For example, among NAEP’s math-framework objectives, 64 percent to 74 percent were “not evident as prerequisite” in any of the training required for the careers studied, a finding Cornelia Orr, the board’s executive director, called “quite shocking.”
“This was a very hard task, but it was very revealing,” Ms. Orr said. “We found no evidence that someone prepared for job training is academically prepared for college.

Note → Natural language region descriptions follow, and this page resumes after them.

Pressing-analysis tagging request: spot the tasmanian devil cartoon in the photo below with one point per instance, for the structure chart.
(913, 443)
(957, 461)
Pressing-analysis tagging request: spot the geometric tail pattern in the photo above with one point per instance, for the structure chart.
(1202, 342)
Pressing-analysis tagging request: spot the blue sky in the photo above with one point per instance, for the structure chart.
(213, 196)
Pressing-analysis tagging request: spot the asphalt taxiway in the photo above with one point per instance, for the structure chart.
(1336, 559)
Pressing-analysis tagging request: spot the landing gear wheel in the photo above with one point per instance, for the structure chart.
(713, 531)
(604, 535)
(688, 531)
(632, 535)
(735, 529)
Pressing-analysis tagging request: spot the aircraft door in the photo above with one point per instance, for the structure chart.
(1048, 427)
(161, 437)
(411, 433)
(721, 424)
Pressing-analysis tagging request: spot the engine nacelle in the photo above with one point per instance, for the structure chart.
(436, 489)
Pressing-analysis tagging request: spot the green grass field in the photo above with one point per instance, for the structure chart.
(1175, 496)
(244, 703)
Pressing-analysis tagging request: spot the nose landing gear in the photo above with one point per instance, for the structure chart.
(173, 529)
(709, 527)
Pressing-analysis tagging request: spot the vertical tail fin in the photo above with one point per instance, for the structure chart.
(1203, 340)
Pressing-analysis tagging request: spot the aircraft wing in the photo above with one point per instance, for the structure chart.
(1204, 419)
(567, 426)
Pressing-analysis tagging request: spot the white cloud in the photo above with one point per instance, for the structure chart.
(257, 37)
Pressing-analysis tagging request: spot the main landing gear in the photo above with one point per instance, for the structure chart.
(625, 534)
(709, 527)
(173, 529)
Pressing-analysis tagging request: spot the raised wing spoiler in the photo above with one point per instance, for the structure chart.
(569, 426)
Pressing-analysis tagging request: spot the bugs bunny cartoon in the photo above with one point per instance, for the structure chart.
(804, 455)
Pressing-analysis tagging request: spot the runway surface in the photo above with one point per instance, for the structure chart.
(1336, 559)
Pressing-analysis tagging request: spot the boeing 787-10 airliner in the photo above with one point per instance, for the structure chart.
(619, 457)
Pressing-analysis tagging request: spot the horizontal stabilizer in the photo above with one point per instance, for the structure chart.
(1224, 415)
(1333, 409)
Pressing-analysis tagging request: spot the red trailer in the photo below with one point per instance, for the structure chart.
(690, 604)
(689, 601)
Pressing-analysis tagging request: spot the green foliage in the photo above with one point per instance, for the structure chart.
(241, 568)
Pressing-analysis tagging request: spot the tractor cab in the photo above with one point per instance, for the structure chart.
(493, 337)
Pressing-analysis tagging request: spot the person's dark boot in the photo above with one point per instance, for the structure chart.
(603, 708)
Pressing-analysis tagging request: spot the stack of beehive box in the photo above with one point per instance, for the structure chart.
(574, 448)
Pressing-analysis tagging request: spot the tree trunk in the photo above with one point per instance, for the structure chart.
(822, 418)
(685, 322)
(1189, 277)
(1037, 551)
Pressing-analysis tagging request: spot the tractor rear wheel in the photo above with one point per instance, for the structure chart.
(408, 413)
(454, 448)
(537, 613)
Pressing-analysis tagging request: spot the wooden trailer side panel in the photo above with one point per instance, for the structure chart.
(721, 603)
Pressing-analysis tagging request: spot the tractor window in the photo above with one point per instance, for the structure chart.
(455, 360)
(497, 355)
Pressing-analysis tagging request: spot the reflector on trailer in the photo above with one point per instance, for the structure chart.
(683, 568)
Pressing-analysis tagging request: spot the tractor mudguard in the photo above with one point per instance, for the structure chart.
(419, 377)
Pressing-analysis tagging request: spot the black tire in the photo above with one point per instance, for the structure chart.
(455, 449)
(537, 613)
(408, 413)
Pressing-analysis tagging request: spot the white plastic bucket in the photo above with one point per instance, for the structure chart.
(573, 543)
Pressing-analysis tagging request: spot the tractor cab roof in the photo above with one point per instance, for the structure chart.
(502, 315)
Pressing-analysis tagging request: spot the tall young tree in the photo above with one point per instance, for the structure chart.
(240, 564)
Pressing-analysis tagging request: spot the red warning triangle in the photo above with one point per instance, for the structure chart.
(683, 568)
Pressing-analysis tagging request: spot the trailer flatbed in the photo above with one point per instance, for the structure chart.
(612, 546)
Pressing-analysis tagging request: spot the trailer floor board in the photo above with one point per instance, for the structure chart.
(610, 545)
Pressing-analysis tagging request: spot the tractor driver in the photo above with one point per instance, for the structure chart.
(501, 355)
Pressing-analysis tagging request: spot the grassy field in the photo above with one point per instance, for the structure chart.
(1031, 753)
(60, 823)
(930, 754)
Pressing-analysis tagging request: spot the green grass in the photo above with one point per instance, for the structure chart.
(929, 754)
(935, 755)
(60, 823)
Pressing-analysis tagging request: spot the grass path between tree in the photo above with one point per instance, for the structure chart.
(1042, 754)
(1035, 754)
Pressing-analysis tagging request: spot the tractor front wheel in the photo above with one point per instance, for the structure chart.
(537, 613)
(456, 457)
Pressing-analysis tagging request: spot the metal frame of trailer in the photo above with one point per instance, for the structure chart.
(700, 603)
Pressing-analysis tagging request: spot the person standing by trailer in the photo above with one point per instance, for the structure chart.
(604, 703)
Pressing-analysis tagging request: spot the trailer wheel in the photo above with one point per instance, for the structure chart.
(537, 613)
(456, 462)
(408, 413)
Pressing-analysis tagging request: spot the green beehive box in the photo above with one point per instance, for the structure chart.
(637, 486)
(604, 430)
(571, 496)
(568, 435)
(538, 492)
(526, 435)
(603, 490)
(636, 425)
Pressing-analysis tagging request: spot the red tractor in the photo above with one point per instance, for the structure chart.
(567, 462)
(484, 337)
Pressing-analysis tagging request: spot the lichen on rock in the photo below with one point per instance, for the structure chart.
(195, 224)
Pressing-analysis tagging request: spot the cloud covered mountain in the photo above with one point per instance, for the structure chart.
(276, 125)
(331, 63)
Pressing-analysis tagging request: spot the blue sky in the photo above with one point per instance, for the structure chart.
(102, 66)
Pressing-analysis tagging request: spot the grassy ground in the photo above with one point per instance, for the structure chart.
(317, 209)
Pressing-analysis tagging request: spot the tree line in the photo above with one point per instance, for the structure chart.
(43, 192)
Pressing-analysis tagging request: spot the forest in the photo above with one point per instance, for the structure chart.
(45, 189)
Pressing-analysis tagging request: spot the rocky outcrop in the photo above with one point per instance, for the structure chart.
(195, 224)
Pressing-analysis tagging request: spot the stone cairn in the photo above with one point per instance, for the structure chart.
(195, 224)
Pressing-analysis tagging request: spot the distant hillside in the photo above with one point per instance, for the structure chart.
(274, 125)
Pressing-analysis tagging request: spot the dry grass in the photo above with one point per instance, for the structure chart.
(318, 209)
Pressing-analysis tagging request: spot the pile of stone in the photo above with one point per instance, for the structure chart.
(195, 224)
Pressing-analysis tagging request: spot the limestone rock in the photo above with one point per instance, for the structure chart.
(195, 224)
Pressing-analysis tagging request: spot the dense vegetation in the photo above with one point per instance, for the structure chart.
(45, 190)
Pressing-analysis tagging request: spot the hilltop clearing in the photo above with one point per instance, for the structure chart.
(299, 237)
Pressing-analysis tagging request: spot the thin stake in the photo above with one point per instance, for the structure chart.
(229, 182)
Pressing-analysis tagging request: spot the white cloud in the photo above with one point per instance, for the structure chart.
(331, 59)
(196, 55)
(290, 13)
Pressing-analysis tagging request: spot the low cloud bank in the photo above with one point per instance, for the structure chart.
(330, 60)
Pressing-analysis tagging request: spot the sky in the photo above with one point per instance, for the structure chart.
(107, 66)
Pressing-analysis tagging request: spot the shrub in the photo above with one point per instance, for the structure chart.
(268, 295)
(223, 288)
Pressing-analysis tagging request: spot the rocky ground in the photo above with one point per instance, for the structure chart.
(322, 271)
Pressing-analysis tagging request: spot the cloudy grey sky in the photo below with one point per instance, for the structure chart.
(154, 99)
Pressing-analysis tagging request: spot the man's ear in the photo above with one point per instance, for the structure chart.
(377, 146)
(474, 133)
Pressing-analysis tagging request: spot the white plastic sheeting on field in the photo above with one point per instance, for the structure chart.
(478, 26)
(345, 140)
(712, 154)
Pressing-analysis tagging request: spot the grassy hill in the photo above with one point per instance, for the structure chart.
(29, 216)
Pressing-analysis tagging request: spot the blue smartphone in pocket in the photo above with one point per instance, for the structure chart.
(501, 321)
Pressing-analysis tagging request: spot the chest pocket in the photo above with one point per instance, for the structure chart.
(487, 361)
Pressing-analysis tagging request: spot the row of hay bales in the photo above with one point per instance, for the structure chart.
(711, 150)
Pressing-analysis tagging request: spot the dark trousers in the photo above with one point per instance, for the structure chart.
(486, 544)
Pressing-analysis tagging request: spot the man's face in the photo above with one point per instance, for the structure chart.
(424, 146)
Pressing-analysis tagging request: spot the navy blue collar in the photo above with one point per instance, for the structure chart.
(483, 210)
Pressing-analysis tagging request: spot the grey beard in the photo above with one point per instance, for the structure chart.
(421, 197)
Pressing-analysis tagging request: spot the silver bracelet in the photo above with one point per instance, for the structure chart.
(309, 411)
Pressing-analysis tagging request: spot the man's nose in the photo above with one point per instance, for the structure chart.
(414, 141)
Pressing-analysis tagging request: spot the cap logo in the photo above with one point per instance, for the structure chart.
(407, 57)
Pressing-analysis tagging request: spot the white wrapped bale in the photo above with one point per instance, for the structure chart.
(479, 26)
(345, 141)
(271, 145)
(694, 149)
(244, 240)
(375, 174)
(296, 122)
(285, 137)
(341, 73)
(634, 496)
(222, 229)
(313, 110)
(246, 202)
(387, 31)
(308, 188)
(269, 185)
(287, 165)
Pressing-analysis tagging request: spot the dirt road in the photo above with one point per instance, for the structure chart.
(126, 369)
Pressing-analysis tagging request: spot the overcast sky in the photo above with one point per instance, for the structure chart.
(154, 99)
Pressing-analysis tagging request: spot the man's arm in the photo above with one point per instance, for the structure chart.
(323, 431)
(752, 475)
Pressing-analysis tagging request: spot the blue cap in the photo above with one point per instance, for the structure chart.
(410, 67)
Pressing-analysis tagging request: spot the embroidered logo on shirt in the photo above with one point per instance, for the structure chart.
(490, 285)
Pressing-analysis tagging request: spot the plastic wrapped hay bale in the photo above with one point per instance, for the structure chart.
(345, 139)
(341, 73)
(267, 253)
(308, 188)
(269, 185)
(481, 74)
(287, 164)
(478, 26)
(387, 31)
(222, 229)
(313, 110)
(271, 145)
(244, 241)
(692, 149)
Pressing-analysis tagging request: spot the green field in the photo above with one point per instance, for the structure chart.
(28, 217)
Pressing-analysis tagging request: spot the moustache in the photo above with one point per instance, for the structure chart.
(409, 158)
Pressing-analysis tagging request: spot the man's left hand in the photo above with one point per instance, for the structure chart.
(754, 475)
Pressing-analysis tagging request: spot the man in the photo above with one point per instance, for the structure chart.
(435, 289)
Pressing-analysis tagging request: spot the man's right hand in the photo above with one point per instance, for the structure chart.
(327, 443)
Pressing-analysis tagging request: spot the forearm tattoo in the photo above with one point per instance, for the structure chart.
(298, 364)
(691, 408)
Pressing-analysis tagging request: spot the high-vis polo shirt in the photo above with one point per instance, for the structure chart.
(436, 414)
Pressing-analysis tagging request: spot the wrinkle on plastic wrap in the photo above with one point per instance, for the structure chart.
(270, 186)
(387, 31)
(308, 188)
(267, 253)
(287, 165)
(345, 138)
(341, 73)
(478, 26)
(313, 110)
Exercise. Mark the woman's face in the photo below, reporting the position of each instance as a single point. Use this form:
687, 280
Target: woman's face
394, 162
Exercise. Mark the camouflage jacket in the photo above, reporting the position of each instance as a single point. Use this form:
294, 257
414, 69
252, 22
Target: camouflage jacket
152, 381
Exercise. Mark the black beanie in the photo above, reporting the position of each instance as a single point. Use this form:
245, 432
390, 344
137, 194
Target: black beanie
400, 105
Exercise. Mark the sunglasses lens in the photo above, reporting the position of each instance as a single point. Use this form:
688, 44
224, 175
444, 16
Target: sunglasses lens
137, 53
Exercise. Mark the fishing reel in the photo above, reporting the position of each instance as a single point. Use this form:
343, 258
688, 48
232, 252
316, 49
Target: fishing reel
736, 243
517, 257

That said, someone prepared for college is certainly prepared for job training.”
Writing Questioned
The governing board plans to conduct more linking studies between NAEP and the SAT and the ACT; longitudinal studies in Florida, Illinois, Massachusetts, Michigan, and Texas; and a linking study with the act’s Explore, an assessment for 8th graders, in Kentucky and Tennessee.
However, Achieve, a Washington-based college-readiness advocacy group, wrote in a July 30 letter to NAGB that NAGB’s college-preparedness benchmarks don’t gauge how well students are prepared for college-level writing and questions in that subject released by NAEP “do not come close to assessing [the] skill set” involved in writing based on multiple sources.
NAGB has not officially responded to the letter, but there are also moves to develop more-detailed descriptions of the skills and NAEP questions that the “college-prepared” cutoff scores represent. “The one thing I’ve been concerned about from the very beginning of this research is its applicability to real life,” said board member W. James Popham, a professor emeritus of education and information studies at the University of California, Los Angeles. “Real examples for real people would be useful.”